Dr Ali currently holds 18 international patents and patent specifications for medical devices, many of which have been approved for commercial use in New Zealand, Australia, the US and the EU.

“Whole tooth regeneration in animals [using embryonic tooth germ cells] has been successfully achieved by research groups in Japan and the UK. But it will be some time before this becomes a reality for human teeth.”—Professor Mark Bartold, The University of Adelaide

But it looks like we’ve still got a while to wait before human tooth regeneration reaches commercial proportions.

Bite caught up with Professor Bartold in September this year. He was optimistic that his earlier project had demonstrated the potential for growing teeth based on animal studies, but he acknowledged that we’re still a ways away from making the leap to humankind.

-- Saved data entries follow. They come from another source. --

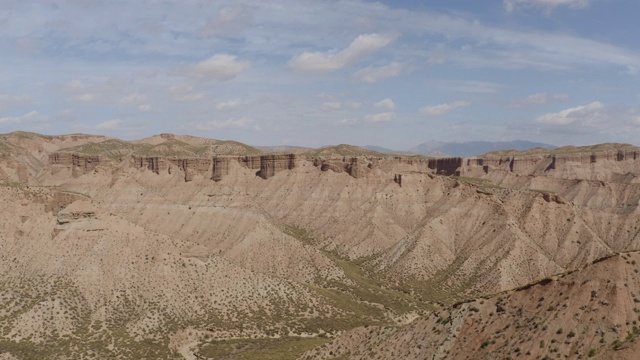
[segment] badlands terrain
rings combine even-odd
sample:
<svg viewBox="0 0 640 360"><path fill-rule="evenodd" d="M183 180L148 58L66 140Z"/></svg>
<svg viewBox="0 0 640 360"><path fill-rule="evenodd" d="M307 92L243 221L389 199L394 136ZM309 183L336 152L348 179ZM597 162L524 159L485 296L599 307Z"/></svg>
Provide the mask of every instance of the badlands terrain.
<svg viewBox="0 0 640 360"><path fill-rule="evenodd" d="M0 359L638 358L640 148L281 150L0 135Z"/></svg>

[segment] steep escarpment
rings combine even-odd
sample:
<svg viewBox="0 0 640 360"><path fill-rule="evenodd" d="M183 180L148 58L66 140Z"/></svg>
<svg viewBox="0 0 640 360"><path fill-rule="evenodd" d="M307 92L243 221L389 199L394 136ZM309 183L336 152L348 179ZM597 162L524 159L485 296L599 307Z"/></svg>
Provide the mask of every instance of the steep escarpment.
<svg viewBox="0 0 640 360"><path fill-rule="evenodd" d="M440 175L460 175L462 158L440 158L429 160L429 168Z"/></svg>
<svg viewBox="0 0 640 360"><path fill-rule="evenodd" d="M342 159L316 158L313 160L313 165L319 167L321 171L346 172L357 179L367 175L369 170L376 166L377 160L378 159L367 157L344 157Z"/></svg>
<svg viewBox="0 0 640 360"><path fill-rule="evenodd" d="M184 181L191 181L195 176L203 176L211 178L211 159L175 159L172 163L176 164L184 173Z"/></svg>
<svg viewBox="0 0 640 360"><path fill-rule="evenodd" d="M222 180L226 175L229 175L231 161L233 161L233 159L229 157L214 157L212 162L211 179L217 182Z"/></svg>
<svg viewBox="0 0 640 360"><path fill-rule="evenodd" d="M49 155L49 164L54 165L52 171L59 171L60 167L71 170L73 177L78 177L93 171L101 163L109 161L100 156L78 155L66 152L55 152Z"/></svg>
<svg viewBox="0 0 640 360"><path fill-rule="evenodd" d="M461 168L463 176L498 179L505 173L636 183L640 181L640 149L625 144L603 144L532 153L497 152L465 159Z"/></svg>
<svg viewBox="0 0 640 360"><path fill-rule="evenodd" d="M240 162L240 164L242 164L242 166L246 168L255 170L260 169L260 166L262 164L260 156L240 156L238 158L238 162Z"/></svg>
<svg viewBox="0 0 640 360"><path fill-rule="evenodd" d="M258 171L257 175L266 180L277 172L295 168L296 161L297 156L295 154L262 155L260 156L260 171Z"/></svg>
<svg viewBox="0 0 640 360"><path fill-rule="evenodd" d="M134 166L138 169L151 170L156 174L167 172L169 170L169 162L158 156L151 157L133 157Z"/></svg>

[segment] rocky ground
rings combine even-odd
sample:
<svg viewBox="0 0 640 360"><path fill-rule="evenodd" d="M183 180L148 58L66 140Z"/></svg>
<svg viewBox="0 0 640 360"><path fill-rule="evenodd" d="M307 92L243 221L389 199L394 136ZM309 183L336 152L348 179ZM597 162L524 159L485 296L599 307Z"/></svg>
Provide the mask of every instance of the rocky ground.
<svg viewBox="0 0 640 360"><path fill-rule="evenodd" d="M0 135L0 356L631 359L635 152Z"/></svg>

“We completed a number of studies in large and small animals, each of which demonstrated that autogenous, allogeneic and MSC derived from iPS cells could result in periodontal regeneration,” Professor Bartold said.

“Whole tooth regeneration in animals [using embryonic tooth germ cells] has been successfully achieved by research groups in Japan and the UK. But it will be some time before this becomes a reality for human teeth.

“The obstacles are many and complex, and they include the development of stringent, good manufacturing procedures for clinical translation and safety and efficacy questions,” Professor Bartold said. “Finally and most importantly, cost will be a huge issue as these processes are very expensive and it is difficult to see how these costs can be significantly reduced.”

Dr Munira Xaymardan of The University of Sydney—an oral and maxillofacial surgeon whose research areas include cardiac stem cells, tissue engineering and embryology—takes a similar view, though she told Bite that the extensive research around tooth regeneration involving stem cells “has given a lot of insight into how teeth generate in the first place”.

That insight will certainly help any future success of whole tooth regeneration, but for now the obstacles to growing human teeth remain formidable, Dr Xaymardan said.

“You can get components of the tooth structure, but I think there’s still a very long way to go achieving the generation of an anatomically and functionally viable human tooth.”

Stem cell research has enabled medical science to “extend the reparative capacity” of human body parts including teeth, but with full tooth generation each patient would pose its own set of challenges, making the costs of treatment prohibitive.

“If you wanted to regenerate a tooth tailored to an individual, it would simply cost too much,” Dr Xaymardan said.

Nevertheless, the obstacles may be coming down bit by bit as genetic modification of cells becomes increasingly possible and stem cell science edges closer to a standardised approach for a given medical procedure.

“I’ve been involved in stem cell regenerative studies since 2004,” Dr Xaymardan said. “The tooth is a little bit different from the other tissues in the human body, but in general we are moving toward a one-for-all approach in the case of stem cell-based regeneration, and it’s a very promising field of research. If we can overcome the immunogenic obstacles [in which the human body rejects the introduction of foreign biological material] and establish a one-for-all approach, growing human teeth on a scale that could change dentistry as we know it is a real possibility, but not an immediate one.”

Of course, it’s not hard to imagine that the huge and highly profitable international industry built up around supplying dental prosthesis materials to practitioners will not be stepping up to fund dental regeneration projects anytime soon.

In 2015 the Australian dental implant and prosthesis market stood at USD$35.8 million. That figure is expected to grow to over USD$50 million by 2020.